De eerste reis maakt hij met Mieke, zijn vrouw. Je hebt direct het gevoel dat je met ze meeloopt door het drukke São Paulo als ze op zoek zijn naar een huis:
We sjouwen een paar dagen door de stad, deze bloedhete, monsterachtig grote, te snel gegroeide, in opbouw en afbraak verkerende, krankzinnig drukke, smerige, stoffige, toeterende, verstopte stad met onbegaanbare trottoirs, we slepen ons door een labyrint van met despotische paperassenkoelies bevolkte makelaarskantoren, tot ons een gevoel van machteloosheid overvalt dat ik tot nu toe slechts kende uit nachtmerries…

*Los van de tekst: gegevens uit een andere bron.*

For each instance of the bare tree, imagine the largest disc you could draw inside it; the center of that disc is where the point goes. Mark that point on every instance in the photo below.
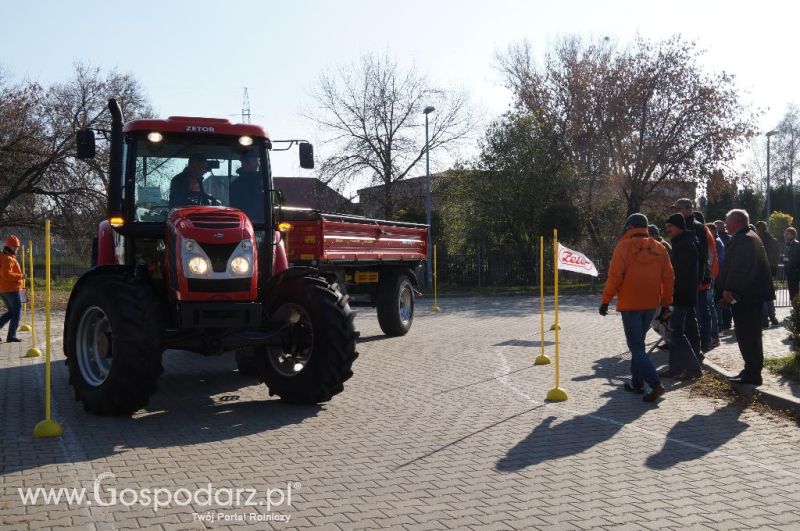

De drukte, de sfeer en de eindeloze bureaucratie zijn thema’s die vaker terugkomen. Willemsen maakt het zo bont dat hij een dag lang op een douanebeambte gaat staan wachten tot deze het zelf zat wordt. Een prachtig verhaal.
De auteur is onder meer in Brazilië voor zijn studie Portugees en om onderzoek te doen naar schrijvers als Graciliano Ramos. Daarvoor reist hij de binnenlanden in en ook dat levert mooie verhaalstof op:
Bovendien blijft het natuurlijk altijd de vraag of het bezoeken van die plaatsen iets toevoegt aan wat Graciliano erover heeft geschreven, terwijl ik weet dat ik toch te schijterig en te hooghartig ben om oude overlevenden in de herfst van hun bestaan te komen lastigvallen met vragen over een twintig jaar geleden gestorven dorpsgenoot waar ze nog de pest aan hadden ook omdat hij altijd de beste van de klas was.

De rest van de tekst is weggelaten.